Lim: Remembering

Lim: Remembering

I DREAMT of you last night. We were in a theme park. Seemed like Disneyland. Strange. We’ve never been there together. I didn’t actually see you in my dream. But I knew you were there.

Achi (eldest sister) says you no longer want to come along with us for the rest of the day. She says you’re tired of all the walking. You want to go off on your own and just meet up with us later.

It’s been a while since I dreamt of you, Ma. But not a day goes by when I don’t think of you. Last night, I was thinking about how happy and proud you must be that Achi is launching a YouTube channel.

You were always so proud of us and all our achievements. No feat was ever too small for you to cheer or celebrate. You provided the perfect balance to Papa’s parenting style more apt for boot camps where no error is ever too small not to call out or castigate.

I can’t recall a single moment in my life when you were too busy to listen to us or to do something for us. And yet, you weren’t a full-time homemaker. You were managing the business along with Papa.

But in what world can birthing and raising six children ever be called a part-time job? Housing a baby for nine months, disfiguring one’s body, risking one’s life in the process — how many men give credit to the women who make such sacrifice?

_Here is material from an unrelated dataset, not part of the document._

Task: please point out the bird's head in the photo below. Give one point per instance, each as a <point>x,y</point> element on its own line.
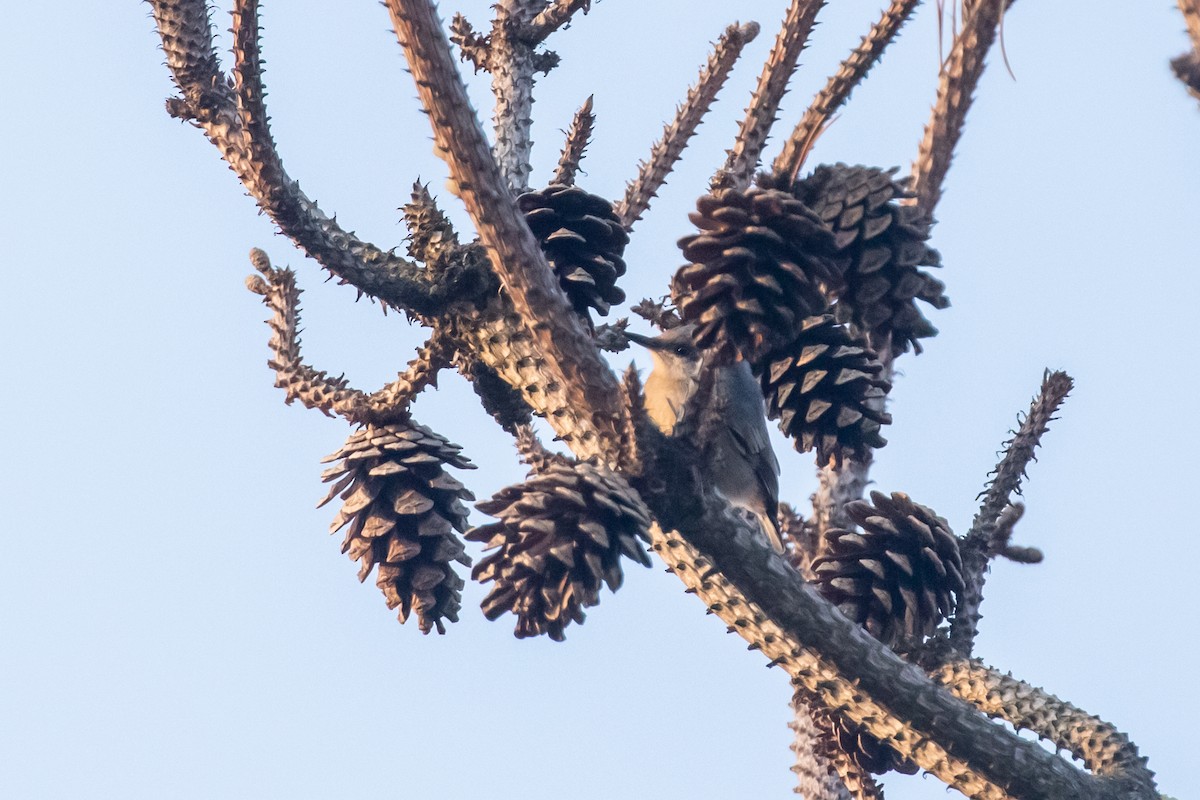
<point>673,353</point>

You used to tell me, Ma, that if men were tasked with childbirth, there would be no children.

And yet, the precarious process of pushing a baby out into this world is the easy part. Raising a child to be a sensible, emotionally stable and morally upright adult is the hard part. And the hardest part? Worrying for the rest of your life.

You used to tell me when I was a child that because you didn’t marry young, you fervently prayed to live a long life so that when it was time for you to go, we would all be old enough to be on our own.

I was old enough. I was 54 when you left. But I still didn’t want you to go.

But you had worried enough in your life — you deserved to rest. Enormous lifelong challenges through 62 years of marriage, six children and two grandchildren. And yet, at the end of your life, you uttered not a word of complaint. You thanked God for all the blessings He granted you and asked Him only for safe passage.

It is an extraordinary gift to have you for a mother and it will be to my eternal regret that I never realized it till you were gone.

I was so angry with Achi. “Are you mad? How are we ever going to find her in this park? Why did you let her go?” I wailed. We searched for you — long and hard, Ma, but we never found you.

Not a day goes by when I don’t tell myself how lucky I am to have you as my mother. I only wish I could have told you this when you were still around. May your love sustain me, Ma, till I see you again.